Un partenariat historique vient d’être scellé entre l’Algérie et le Tchad pour concrétiser un projet d’envergure : la construction d’une centrale électrique de 40 mégawatts à N’Djamena. Cet accord, signé en présence des ministres de l’Énergie des deux pays, marque une étape clé dans leur collaboration énergétique.
Un projet concret né d’une volonté commune
Lors d’une rencontre à Alger, le ministre algérien de l’Énergie et des Énergies renouvelables, Mourad Adjal, et son homologue tchadien, Passalé Kanabé Marcelin, ont officialisé cet engagement. Ce projet s’inscrit dans une dynamique plus large visant à renforcer les échanges bilatéraux, notamment dans les secteurs de la production, du transport et de la distribution d’électricité. Les discussions ont également porté sur l’approvisionnement en équipements électriques et gaziers, ainsi que sur des programmes de formation pour les professionnels tchadiens.
D’après Mourad Adjal, les équipes techniques de Sonelgaz ont finalisé l’étude technique après une mission sur place. Les prochaines étapes incluent l’exportation des équipements nécessaires et la pose de la première pierre, tandis que des techniciens tchadiens se formeront en Algérie pour maîtriser l’exploitation de la future centrale. Ce projet s’accompagne aussi d’un volet de réhabilitation du réseau électrique de N’Djamena, renforçant ainsi l’impact global de l’initiative.

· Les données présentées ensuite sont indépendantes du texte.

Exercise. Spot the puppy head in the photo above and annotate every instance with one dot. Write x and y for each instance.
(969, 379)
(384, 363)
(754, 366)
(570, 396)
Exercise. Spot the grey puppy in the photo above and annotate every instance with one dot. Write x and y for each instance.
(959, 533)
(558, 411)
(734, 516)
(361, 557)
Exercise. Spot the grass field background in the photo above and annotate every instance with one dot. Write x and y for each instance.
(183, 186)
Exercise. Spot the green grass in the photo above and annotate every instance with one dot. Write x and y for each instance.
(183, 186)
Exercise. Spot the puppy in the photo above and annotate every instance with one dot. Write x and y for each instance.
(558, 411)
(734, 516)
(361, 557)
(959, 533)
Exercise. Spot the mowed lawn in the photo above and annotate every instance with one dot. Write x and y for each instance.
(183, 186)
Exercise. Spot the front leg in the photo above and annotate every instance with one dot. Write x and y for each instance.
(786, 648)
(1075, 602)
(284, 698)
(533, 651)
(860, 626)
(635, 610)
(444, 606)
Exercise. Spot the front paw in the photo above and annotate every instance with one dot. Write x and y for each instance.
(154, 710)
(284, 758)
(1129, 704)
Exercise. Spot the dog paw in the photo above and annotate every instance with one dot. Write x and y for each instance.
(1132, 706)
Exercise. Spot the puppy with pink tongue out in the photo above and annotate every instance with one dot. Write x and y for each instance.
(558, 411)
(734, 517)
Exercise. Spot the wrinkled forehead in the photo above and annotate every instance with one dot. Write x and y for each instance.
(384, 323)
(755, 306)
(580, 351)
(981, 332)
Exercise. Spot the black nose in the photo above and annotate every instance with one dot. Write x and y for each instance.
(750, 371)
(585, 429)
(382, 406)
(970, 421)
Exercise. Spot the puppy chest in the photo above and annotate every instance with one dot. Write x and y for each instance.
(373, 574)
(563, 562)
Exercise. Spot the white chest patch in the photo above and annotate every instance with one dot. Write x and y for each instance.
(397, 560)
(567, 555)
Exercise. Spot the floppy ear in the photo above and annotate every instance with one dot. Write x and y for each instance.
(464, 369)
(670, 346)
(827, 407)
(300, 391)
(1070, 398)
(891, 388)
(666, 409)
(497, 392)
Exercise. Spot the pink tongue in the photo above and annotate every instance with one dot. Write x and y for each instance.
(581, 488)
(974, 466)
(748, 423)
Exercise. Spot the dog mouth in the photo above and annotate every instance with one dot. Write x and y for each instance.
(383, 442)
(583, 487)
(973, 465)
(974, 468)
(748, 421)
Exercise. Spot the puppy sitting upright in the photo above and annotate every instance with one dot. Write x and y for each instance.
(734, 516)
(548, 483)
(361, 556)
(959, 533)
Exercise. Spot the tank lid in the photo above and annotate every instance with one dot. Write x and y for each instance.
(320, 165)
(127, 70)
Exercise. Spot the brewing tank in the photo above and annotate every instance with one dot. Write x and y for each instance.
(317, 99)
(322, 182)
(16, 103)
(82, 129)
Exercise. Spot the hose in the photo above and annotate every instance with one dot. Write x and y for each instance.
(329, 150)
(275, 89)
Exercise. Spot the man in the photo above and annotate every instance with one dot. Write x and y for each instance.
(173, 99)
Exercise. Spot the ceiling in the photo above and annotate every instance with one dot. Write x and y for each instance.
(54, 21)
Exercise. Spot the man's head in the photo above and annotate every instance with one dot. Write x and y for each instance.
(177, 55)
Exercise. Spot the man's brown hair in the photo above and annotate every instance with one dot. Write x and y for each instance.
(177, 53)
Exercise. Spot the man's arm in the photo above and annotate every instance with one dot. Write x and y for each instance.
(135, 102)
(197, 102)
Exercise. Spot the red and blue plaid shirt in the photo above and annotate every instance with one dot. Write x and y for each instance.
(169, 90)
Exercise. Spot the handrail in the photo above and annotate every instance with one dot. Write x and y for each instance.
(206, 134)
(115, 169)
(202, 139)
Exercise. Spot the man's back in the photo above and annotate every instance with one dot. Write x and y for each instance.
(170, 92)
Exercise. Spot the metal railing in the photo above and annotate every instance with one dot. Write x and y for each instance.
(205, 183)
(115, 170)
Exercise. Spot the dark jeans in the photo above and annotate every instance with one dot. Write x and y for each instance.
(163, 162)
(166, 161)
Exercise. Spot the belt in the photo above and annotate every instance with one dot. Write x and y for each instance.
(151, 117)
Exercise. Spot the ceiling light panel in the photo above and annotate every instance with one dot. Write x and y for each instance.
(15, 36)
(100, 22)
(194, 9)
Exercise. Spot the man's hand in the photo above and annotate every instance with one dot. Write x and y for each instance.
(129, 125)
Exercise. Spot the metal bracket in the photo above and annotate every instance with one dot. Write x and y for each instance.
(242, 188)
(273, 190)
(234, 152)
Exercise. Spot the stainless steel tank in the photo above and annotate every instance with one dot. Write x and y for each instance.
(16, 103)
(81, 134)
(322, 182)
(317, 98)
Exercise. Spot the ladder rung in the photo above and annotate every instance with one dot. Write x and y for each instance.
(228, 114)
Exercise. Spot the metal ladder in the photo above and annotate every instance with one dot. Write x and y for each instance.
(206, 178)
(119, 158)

Un partenariat énergétique inspiré par l’expertise algérienne
Passalé Kanabé Marcelin qualifie ce projet de « jalon historique » dans la coopération Sud-Sud. Il souligne que les bases de cette collaboration ont été posées lors de la visite officielle du président tchadien, Mahamat Idriss Déby Itno, en Algérie, en avril dernier. Pour lui, l’Algérie représente désormais une « véritable référence » en Afrique en matière d’électricité, grâce à ses compétences et ses infrastructures.
Il ajoute que le Tchad souhaite s’appuyer sur ce savoir-faire algérien, avec déjà 12 stagiaires tchadiens en formation en Algérie pour maîtriser l’exploitation des centrales. D’autres promotions suivront, renforçant ainsi les échanges de bonnes pratiques entre les deux nations.
Une centrale 100 % algérienne pour le Tchad
Le PDG de Sonelgaz International, Yazid Djellouli, a confirmé que la future centrale sera « algérienne à cent pour cent » : conception, équipements et main-d’œuvre. Les autorités tchadiennes préparent déjà le terrain pour accueillir l’infrastructure, tandis que les livraisons d’équipements et le démarrage des travaux sont imminents.
Ce projet s’inscrit dans une stratégie d’expansion africaine pour Sonelgaz, qui a déjà reçu plusieurs demandes de pays du continent pour des projets similaires. De son côté, le directeur général de la Tchadienne d’Électricité, Saleh Ben Haliki, salue cette avancée comme l’un des premiers résultats concrets des « nouvelles relations » énergétiques entre les deux pays. Pour lui, l’Algérie incarne désormais un modèle en matière de couverture électrique, et le Tchad entend en tirer pleinement profit.